Tapi, yang juga cukup menarik adalah, proyek yang dimulai pada tahun 1992–dengan pelukisan puisi Moim Stikham karya penyair Rusia yaitu Marina Tsvetayeva—ini bukanlah (sekadar) proyek sastra, melainkan kerja seni rupa. Ya, setiap puisi, selain tampil dalam bahasa aslinya, juga “dilukis” dengan ciri khas kesenirupaan.
Pada tahun 2005, setelah pelukisan puisi De Profundis karya Federico García Lorca, pelukisan puisi sempat berhenti selama beberapa tahun untuk kemudian dilanjutkan kembali pada tahun 2010 dengan pelukisan puisi nomor 102 yaitu Vepkhistqaosani karya penyair Georgia, Shota Rustaveli.
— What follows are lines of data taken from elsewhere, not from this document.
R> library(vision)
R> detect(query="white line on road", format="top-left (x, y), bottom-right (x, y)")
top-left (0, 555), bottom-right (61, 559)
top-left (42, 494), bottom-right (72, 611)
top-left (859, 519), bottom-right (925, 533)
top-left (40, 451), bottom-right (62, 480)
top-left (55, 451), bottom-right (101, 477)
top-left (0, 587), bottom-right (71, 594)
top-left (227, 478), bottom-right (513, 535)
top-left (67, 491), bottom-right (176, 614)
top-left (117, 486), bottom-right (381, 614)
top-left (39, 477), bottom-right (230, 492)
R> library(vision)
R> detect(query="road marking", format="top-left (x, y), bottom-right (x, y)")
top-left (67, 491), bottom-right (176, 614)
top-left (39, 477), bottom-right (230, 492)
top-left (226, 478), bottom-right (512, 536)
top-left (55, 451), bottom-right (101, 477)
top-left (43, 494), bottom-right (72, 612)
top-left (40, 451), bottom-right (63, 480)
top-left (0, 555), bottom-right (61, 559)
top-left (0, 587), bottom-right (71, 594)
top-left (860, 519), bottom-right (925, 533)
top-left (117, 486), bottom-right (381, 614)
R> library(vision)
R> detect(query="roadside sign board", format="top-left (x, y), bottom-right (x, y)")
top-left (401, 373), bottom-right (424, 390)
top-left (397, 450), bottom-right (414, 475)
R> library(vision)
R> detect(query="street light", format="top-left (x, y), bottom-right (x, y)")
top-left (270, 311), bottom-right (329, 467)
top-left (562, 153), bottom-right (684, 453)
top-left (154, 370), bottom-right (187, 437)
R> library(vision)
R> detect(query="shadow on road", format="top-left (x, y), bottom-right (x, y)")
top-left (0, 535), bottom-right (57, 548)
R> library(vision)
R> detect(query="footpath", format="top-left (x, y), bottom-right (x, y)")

Menurut Marleen van der Weij: Dicht op de muur. Gedichten in Leiden (Gemeente Leiden, Dienst Bouwen en Wonen, 1996), penyair lainnya yang karyanya diikutkan di dalam proyek ini di antaranya adalah E. E. Cummings, Langston Hughes, Jan Hanlo, Du Fu, Louis Oliver, Pablo Neruda, Rainer Maria Rilke, William Shakespeare, dan W. B. Yeats, serta beberapa penyair lokal Belanda seperti Piet Paaltjensdan J. C. Bloem.
Hari udah pukul lima tapi matahari bersinar seperti pukul 12. Ketika saya melihat panduan tersedia di Internet yang berisi tur menelusuri 25 dari 110 puisi bagi para wisatawan di Leiden, saya baru ngeh kalau matahari terbenam pukul 21.30. “Kamu tinggal di Witte Singel?” sapa seorang Belanda yang sering berpapasan dengan saya dalam perjalanan pulang dari perpustakaan. “Ada sebuah puisi India di belakang halte,” beritahunya sebelum kemudian, seperti mau menganulir keingintahuannya, ia berkata, “Ah, tentu kamu pasti sudah tahu ya?”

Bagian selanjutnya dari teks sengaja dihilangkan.